Posts: 621
Threads: 57
Joined: May 2010
Hi. I ran the following attack on about 2 million hashes:
cudahashcat+32.exe -d 1,2 -m 0 -o found2.txt -r "C:\rules\basic.txt" test.hash "F:\Dictionaries\Dict\All.txt"
Rules:
I get good hash:password pairs but also got those that seems to be erroneous:
93b885adfe0da089cdf634904fd59f71:
25daad3d9e60b45043a70c4ab7d3b1c6:
fead052eeedcfb31c49b19f91edded24:1
cb824d9f595e14ba63698fa5fe07002a:x
c5940e567348894860e9e45434682f5f:2
86ce15a7f39fc14323b76c9b95c66165:1
Posts: 5,185
Threads: 230
Joined: Apr 2010
sometimes passwords gets salted with a trailing null byte. or newline or other crazy things. run it in --output-format=2 mode and verify results
Posts: 5,185
Threads: 230
Joined: Apr 2010
Posts: 621
Threads: 57
Joined: May 2010
(02-15-2011, 03:58 PM)atom Wrote: any news here?
I assumed that you were correct and did not do anything further but just to make sure that we are not missing something out, I will do it tomorrow once my current attack finish.
Posts: 5,185
Threads: 230
Joined: Apr 2010
thanks
Posts: 621
Threads: 57
Joined: May 2010
Oops.
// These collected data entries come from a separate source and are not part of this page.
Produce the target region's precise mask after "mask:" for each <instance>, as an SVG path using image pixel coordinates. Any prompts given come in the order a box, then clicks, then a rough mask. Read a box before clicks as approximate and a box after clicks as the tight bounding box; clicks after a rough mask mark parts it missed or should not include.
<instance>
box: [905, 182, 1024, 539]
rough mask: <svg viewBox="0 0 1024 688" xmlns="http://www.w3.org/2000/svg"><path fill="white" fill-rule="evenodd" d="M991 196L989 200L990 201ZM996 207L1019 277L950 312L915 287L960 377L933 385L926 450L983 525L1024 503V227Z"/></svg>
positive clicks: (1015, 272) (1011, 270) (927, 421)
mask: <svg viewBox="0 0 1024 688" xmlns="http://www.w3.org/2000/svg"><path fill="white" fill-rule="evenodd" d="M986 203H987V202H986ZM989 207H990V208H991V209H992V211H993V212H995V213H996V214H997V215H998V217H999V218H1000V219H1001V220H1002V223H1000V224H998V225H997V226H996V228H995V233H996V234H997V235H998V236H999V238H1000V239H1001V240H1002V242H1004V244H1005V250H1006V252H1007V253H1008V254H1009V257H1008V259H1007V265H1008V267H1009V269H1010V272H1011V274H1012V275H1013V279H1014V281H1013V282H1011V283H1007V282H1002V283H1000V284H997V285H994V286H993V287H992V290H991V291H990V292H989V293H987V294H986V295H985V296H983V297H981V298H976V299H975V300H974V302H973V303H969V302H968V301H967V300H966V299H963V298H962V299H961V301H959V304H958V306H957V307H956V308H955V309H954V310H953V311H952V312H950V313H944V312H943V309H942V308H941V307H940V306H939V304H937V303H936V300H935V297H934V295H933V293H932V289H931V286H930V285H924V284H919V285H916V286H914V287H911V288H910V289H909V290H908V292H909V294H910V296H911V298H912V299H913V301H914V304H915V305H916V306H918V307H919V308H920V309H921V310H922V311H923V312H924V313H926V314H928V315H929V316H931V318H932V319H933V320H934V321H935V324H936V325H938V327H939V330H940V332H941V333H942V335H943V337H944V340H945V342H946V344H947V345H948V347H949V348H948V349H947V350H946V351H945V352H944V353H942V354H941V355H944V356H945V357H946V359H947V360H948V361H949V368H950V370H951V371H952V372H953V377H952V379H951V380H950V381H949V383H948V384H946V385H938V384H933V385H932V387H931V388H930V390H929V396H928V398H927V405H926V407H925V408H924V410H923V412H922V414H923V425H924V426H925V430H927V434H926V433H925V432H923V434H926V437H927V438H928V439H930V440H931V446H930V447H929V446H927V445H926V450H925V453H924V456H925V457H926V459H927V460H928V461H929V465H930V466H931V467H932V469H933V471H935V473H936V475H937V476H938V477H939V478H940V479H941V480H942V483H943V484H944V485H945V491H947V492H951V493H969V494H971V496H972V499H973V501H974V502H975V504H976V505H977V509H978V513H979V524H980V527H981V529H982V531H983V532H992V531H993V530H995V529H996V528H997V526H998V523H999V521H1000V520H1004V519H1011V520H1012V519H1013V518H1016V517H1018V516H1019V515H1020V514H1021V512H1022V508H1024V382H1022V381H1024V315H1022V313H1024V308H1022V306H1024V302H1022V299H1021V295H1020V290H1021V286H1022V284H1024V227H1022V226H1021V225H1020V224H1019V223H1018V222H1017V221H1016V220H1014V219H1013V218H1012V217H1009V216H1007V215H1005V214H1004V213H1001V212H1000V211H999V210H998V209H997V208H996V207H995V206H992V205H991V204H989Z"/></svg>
Looks like a problem here's the -output-format=2
4144e195f46de78a3623da7364d04f11:a:61
93b885adfe0da089cdf634904fd59f71::
dd1c7ceb4c92653a696b7907a4dd4df1:C:43
13757e0fb71915e385efa4dc9d1e08fd:g:67
Posts: 621
Threads: 57
Joined: May 2010
Just in case Atom missed it, the problem is existant. From what I noticed, it seems to crack a password but sometime then assign it to the wrong hash. For all the wrong Hash
assword pair, the password is present elsewhere with the correct hash. Sometimes the "wrong hash" is also there with it's correct password. Since I was using the --remove, it means that it is an output problem since the "wrong" hash was still available for cracking after. Again, I will repeat the conditions, large amount of hashes > 3 millions, multiple rules and multi-GPU. I don't know if anyone can replicate the behavior (does anyone else double-check the hash:pass that OCLhashcat spits out?).
Posts: 621
Threads: 57
Joined: May 2010
Replicated the problem with mode 1000...
Posts: 5,185
Threads: 230
Joined: Apr 2010
that was a good hint mastercracker. i found somthing. it is exactly as i said in the beginning. it is salted with a null-byte. or better said its the unicode version of something. take the first example:
4144e195f46de78a3623da7364d04f11:a:61
if i so this:
thumbstone ~ # perl -e 'print "a"' | md5sum
0cc175b9c0f1b6a831c399e269772661 -
but then i did this:
thumbstone ~ # perl -e 'print "a\x00"' | md5sum
4144e195f46de78a3623da7364d04f11 -
so what we can call a bug is that the hex-output does not indicate a null-byte. however it just looks like wrong hash:password pair but it is not. it is because a null-byte is "invisible".
i guess the reason behind is a way how i optimize the rule processing on gpu. it can happend that some values are generated additionally. some that you do not instruct with the rule configurations. however it also generates all you have programmed so this is usually not a problem. sometimes its better to check some "garbage" data instead of skipping it because the skipping if () would take more time than checking the garbage. this is what happend here but accidentially the garbage was a real plain so it found it.
Posts: 621
Threads: 57
Joined: May 2010
(02-26-2011, 09:36 AM)atom Wrote: that was a good hint mastercracker. i found somthing. it is exactly as i said in the beginning. it is salted with a null-byte. or better said its the unicode version of something. take the first example:
4144e195f46de78a3623da7364d04f11:a:61
if i so this:
thumbstone ~ # perl -e 'print "a"' | md5sum
0cc175b9c0f1b6a831c399e269772661 -
but then i did this:
thumbstone ~ # perl -e 'print "a\x00"' | md5sum
4144e195f46de78a3623da7364d04f11 -
so what we can call a bug is that the hex-output does not indicate a null-byte. however it just looks like wrong hash:password pair but it is not. it is because a null-byte is "invisible".
i guess the reason behind is a way how i optimize the rule processing on gpu. it can happend that some values are generated additionally. some that you do not instruct with the rule configurations. however it also generates all you have programmed so this is usually not a problem. sometimes its better to check some "garbage" data instead of skipping it because the skipping if () would take more time than checking the garbage. this is what happend here but accidentially the garbage was a real plain so it found it.
Good to see that there nothing wrong with it. Personally, I don't mind having those extra ones cracked as a bonus.